Asırlardan beri Türk Ordusu’nun temel tabirlerinden biri   olan harp savaştalim “eğitim” oldu. Talim kelimesi halkımızın türkülerinde bile vardır: “Gemilerde talim var, bahriyeli yârim var.”, “Eğil dağlar eğil üstünden aşam; yeni talim çıkmış, varam alışam!” Talim eğitime çevrilince “talimgâh” “eğitim alanı” ; “talimatname “yönerge”; “Mütareke” “ateşkes”; “kumandan” da “komutan” oldu. 
“Harbiye” “Harp Okulu” oldu. Eskiden beri burada okuyanlara “Harbiyeli” denilirdi. Bugün de yine öğrenciler kendilerine “Harp Okulluyum” değil “Harbiyeliyim” demektedirler.  
Sağlık  
1950’den 1960 yılına kadar tıpta ihtisas ve mütehassıs kelimeleri kullanılırdı. Daha sonra bunlar uzman ve uzmanlık oldu. Tıbbî branşların da isimleri değişti.

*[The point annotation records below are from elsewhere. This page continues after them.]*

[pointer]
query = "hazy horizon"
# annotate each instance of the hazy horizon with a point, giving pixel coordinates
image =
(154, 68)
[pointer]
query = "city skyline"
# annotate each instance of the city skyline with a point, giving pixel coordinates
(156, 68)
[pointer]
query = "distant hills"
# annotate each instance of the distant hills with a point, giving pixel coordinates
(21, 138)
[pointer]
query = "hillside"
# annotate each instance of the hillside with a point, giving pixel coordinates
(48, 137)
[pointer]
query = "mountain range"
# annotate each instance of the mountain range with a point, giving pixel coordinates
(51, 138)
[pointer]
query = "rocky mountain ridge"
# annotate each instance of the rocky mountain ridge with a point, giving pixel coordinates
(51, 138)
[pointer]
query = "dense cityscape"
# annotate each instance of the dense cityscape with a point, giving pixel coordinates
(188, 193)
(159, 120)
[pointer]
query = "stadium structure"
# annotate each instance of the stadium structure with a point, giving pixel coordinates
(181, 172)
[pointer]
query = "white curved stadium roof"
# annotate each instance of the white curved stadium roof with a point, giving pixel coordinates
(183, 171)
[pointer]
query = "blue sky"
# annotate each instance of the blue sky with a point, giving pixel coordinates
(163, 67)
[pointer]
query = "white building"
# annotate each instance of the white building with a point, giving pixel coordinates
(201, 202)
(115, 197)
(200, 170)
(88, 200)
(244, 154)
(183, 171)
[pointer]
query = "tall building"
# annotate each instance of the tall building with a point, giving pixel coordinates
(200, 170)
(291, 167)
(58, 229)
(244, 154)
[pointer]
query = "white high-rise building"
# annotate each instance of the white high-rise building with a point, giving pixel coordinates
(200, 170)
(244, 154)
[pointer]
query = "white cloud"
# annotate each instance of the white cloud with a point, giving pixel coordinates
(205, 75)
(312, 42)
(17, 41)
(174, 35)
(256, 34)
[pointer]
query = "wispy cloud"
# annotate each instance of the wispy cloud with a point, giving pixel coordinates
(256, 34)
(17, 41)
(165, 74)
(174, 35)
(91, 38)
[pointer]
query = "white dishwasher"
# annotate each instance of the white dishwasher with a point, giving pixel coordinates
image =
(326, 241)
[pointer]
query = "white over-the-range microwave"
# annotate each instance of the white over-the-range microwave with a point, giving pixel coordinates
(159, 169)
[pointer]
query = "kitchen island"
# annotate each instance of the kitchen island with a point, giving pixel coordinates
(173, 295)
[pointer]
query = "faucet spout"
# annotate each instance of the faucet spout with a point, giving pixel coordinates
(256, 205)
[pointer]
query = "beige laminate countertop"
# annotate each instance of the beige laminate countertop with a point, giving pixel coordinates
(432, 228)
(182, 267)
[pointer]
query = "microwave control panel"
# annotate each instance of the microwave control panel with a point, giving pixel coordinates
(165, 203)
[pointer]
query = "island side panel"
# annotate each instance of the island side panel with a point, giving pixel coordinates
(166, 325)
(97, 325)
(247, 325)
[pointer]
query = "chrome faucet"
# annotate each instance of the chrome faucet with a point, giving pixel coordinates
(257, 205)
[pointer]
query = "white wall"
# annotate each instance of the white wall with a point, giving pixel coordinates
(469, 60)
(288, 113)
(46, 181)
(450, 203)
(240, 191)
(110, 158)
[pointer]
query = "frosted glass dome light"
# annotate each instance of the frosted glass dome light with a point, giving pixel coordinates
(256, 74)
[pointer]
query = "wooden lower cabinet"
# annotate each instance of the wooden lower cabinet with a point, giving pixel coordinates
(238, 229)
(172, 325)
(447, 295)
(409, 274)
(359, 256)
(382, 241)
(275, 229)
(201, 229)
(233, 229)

Dahiliye mütehassısı – iç hastalıkları uzmanı; cildiye mütehassısı – dermatoloji uzmanı; nisaiye mütehassısı – kadın hastalıkları uzmanı; bevliye mütehassısı –  üroloji uzmanı; asabiye mütehassısı – nöroloji uzmanı, akliye mütehassısı – psikiyatri uzmanı oldu.   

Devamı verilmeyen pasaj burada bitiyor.